- Born: Njeukam Loïc Midrel July 29, 1997 (age 28) Douala, Cameroon
- Occupation: LGBT activist
- Known for: LGBT rights activism in Cameroon

= Shakiro =

Cameroonian human rights activist (born 1997)

Shakiro (born 29 July 1997) is a Cameroonian human rights activist. She became known for talking about her experiences as a transgender woman on social media, including Facebook and YouTube. In 2021, Shakiro was arrested and charged with "attempted homosexuality", and was sentenced to five years in prison. She fled Cameroon later that year, living in hiding in Nigeria before receiving asylum in Belgium in 2023.

== Early life and education ==
Shakiro was born and raised in Douala, to a family originally from Bafang in West Province. She was significantly bullied in school, which led to her leaving; she later graduated from the University of Buea.

== Activism ==
Shakiro became known in Cameroon after she came out as a transgender woman in a social media post. She began regularly posting videos on Facebook and YouTube, including about cosmetics as well as the experiences of LGBTQ people in the country. In many of her videos, Shakiro denounced Cameroon's anti-homosexuality laws.
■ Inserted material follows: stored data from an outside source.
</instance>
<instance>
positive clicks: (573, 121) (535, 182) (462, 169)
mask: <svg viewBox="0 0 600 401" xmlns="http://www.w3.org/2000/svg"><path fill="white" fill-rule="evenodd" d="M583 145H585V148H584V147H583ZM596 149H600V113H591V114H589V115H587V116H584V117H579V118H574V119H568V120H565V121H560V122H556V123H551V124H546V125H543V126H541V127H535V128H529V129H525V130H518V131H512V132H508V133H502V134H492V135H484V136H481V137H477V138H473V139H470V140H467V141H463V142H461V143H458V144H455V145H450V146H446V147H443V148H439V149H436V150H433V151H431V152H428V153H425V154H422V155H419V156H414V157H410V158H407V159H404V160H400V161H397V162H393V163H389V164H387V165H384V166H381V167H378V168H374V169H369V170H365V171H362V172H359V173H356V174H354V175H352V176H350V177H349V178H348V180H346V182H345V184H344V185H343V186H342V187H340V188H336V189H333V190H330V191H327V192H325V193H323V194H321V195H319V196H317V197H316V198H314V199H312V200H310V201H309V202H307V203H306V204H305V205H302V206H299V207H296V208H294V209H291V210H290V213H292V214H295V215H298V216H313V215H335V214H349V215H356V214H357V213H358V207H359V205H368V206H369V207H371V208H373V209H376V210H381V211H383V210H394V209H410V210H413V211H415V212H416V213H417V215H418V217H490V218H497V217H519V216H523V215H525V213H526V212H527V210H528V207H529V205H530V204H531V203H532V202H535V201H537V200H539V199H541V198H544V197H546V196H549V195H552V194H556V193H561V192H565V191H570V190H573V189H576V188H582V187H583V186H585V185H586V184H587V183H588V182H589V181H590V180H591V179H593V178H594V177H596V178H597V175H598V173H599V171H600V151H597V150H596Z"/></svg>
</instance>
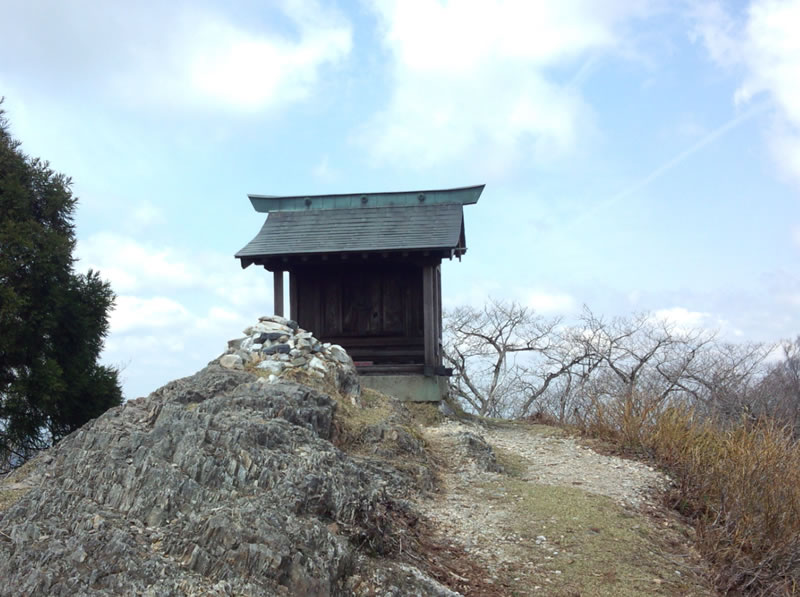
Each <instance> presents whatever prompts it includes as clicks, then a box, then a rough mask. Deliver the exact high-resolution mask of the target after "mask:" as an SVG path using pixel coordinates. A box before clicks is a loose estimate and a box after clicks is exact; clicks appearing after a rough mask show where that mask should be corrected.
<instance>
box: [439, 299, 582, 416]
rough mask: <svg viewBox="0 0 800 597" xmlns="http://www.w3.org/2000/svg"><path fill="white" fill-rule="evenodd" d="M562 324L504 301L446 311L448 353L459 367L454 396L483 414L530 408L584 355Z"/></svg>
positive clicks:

In 2020, Shakiro was physically assaulted in Douala, following which she temporarily retracted her coming out.

== 2021 arrest and imprisonment ==
On 8 February 2021, Shakiro and another transgender woman, Patricia, were arrested at a restaurant in Douala for wearing women's clothing. They were subsequently interrogated without lawyers present, before being detained in a local prison. Shakiro was raped on multiple occasions during her detention. Alice Nkom went on to represent Shakiro when the case went to trial.

On 1 May 2021, Shakiro and Patricia were found guilty of "attempted homosexuality" and "outraging public decency", in addition to not possessing the correct identification documents. They were sentenced to the maximum five years' imprisonment, in addition to being ordered to pay a 200,000 XAF fine. Nkom described the sentence as a "hammer blow" and stated "the message is clear: homosexuals don't have a place in Cameroon". The human rights organisation Human Rights Watch called on the Cameroonian government to repeal its anti-homosexuality laws and to "stop interfering in Cameroonians' private lives".

== Exile and asylum ==
Shakiro appealed the sentence, which led to her being released from custody on 16 July 2021 while the appeal was considered. On 10 August, Shakiro and another transgender woman were forcibly removed from a taxi in Douala and assaulted by a mob, following which Shakiro left the country. She spent a year living in hiding in Nigeria, during which time she reported presenting as a male to prevent further attacks.

In 2022, while in Nigeria, Shakiro made two social media posts naming Cameroonian public figures whom she alleged were homosexual or bisexual. The posts were criticised by some LGBTQ activists in Cameroon; Shakiro subsequently apologised and deleted the posts.

In 2023, Shakiro obtained a refugee visa and moved to Brussels, Belgium.